Tapi ngomong sakit hati sulit. Jadi makanya teman-teman saja ya. Yang punya circle, punya teman, punya jaringan, punya kelompok, punya kolega.
Yuk saling peduli. Karena kadang-kadang sahabat kita, teman kita yang dalam kesulitan, dalam aspek mental ini, sulit sekali kita mendeteksinya. Yuk saling peduli, saling mendukung. Kalau sakit fisik, gampang. kita sering dapat berita teman kita yang ini sakit ini sekarang penama ketahuan tinggal kita jenguk di rumah sakit selesai tapi yang sedang kecewa sedang patah hati kan tidak ada woro-woronya di grup WA kan tidak ada yang terus ayo kita jenguk teman kita itu dia sedang patah hati dia sedang kecewa dia tidak begitu Itu sulitnya sakit mental, padahal kadang-kadang sakit mental itu efeknya bisa fatal.
Ya kayak saya bilang tadi, sampai ada yang mengakhiri hidupnya. Maka penting bareng-bareng, ayo kita saling peduli. Ya apalagi kalian kan kemarin cerita-ceritanya yang mengakhiri itu banyak yang mudah-mudah.
Berarti kalian juga ayo waspada dengan sirkel sekelilingmu, dengan teman-temanmu, sahabatmu. Baik, saya lanjutkan. Kalau menurut Islam apa? Ini saya ambil, ada banyak tokoh yang semula saya ingin kutip tapi terus saya rangkum saja jadi satu ya.
Di situ ada Imam Ghazali, ada... Ibnu Qoyyim Al-Jawzi dan kawan-kawan. Apa sih perannya agama untuk hidup kita?
Saya sebut saja berdasarkan psikologi Islam. Ilmu jiwa khasnya Islam. Jadi dalam Islam, agama itu memenuhi beberapa dimensi hidup kita.
Yang pertama, agama adalah fitro. Jadi kita itu lahir, membawa dorongan jiwa yang cenderung kepada ketuhanan. Jadi, maka kalau kita tidak bertuhan itu ada yang hilang, ada yang hampa.
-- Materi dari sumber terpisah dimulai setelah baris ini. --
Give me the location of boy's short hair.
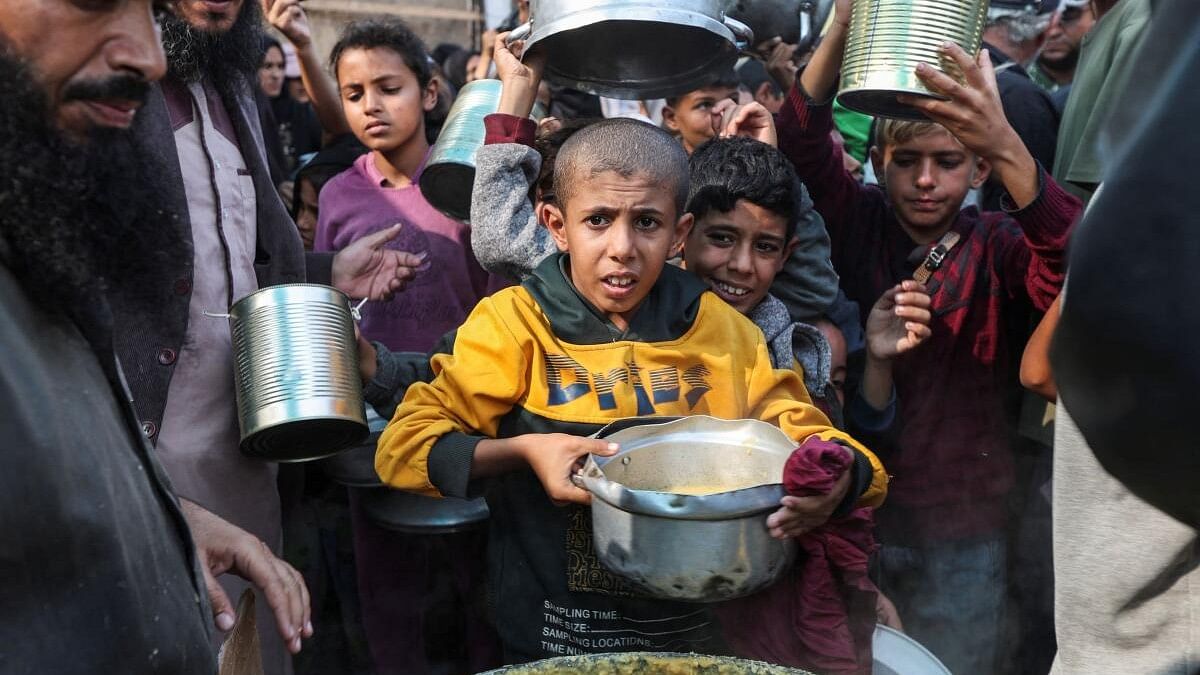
[329,19,433,89]
[871,118,946,151]
[554,118,688,210]
[688,137,802,240]
[529,118,604,202]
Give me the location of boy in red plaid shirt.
[779,0,1081,674]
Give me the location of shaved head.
[554,118,688,214]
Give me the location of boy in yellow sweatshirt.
[376,118,887,662]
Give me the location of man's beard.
[0,47,187,331]
[160,0,263,90]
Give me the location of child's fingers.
[895,304,932,323]
[895,291,932,307]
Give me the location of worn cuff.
[1000,160,1082,225]
[304,252,335,286]
[428,431,484,500]
[484,113,538,148]
[362,341,403,416]
[780,74,833,135]
[829,440,875,519]
[846,387,896,434]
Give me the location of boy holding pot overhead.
[779,0,1081,673]
[376,112,887,662]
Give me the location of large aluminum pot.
[509,0,754,98]
[481,651,812,675]
[838,0,988,120]
[229,283,368,461]
[419,79,500,222]
[577,416,796,602]
[871,625,950,675]
[358,488,491,534]
[730,0,833,54]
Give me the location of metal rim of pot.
[508,5,754,100]
[575,416,796,520]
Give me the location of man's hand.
[263,0,312,49]
[896,42,1038,208]
[713,98,779,148]
[179,500,312,653]
[493,32,546,118]
[332,223,428,300]
[866,280,932,360]
[517,434,619,506]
Kenapa? Karena ini fitrah. Fitrah itu dorongan jiwa alami namanya. Mungkin kegelisahan-kegelisahan mental kita yang tadi banyak sekali indikasinya karena kita jauh dari Tuhan atau Jauh dari agama.
Sehingga fitroh kita dorongan jiwa untuk mengakui, menegaskan keberadaan Tuhan tidak terpenuhi. Fitroh itu kan setara dengan fitroh untuk menikah misalnya. Setiap orang ada dorongan dalam dirinya ingin punya pasangan dan berketurunan. Ini fitroh.
Kalau kita lawan fitroh ini, saya tidak mau nikah Pak saya itu. Ada yang hampa, ada kegelisahan tersendiri. Nah agama juga begitu Jadi kalau dalam Islam Kalau kita menjauh, kalau kita meninggalkan agama Ada yang hampa dan gelisah Nah ini kalau teman-teman membaca kritik-kritik pada peradaban barat Yang terlalu materialistik Itu kan arahnya ke sini Ada yang hilang, ada yang hampa Ada fitroh yang dikesampingkan Itu yang membuat gelisah maka agama berperan mewujudkan, memfasilitasi fitroh itu, yaitu fitroh bertuhan. Yang pertama itu. Yang kedua, ada lagi perannya agama, yaitu peran akidah.
Peran akidah ini, tadi kan hidup bahagia itu harus punya tujuan, punya nilai. Peran akidah ini, dia berperan kita mantep, kita yakin, kita percaya pada Tuhan, yang itu tujuan dan makna puncak hidup kita. Di situ kita nyaman kemudian. Ini peran akidah, karena kita tujuannya Tuhan, kenyamanan kita ada pada Tuhan, kegagalan apapun masih bisa kita toleransi selama kita tidak menjauh dari Tuhan. Nah ini peran agama di situ, kalau teman-teman sedang galau, sedih, gelisah.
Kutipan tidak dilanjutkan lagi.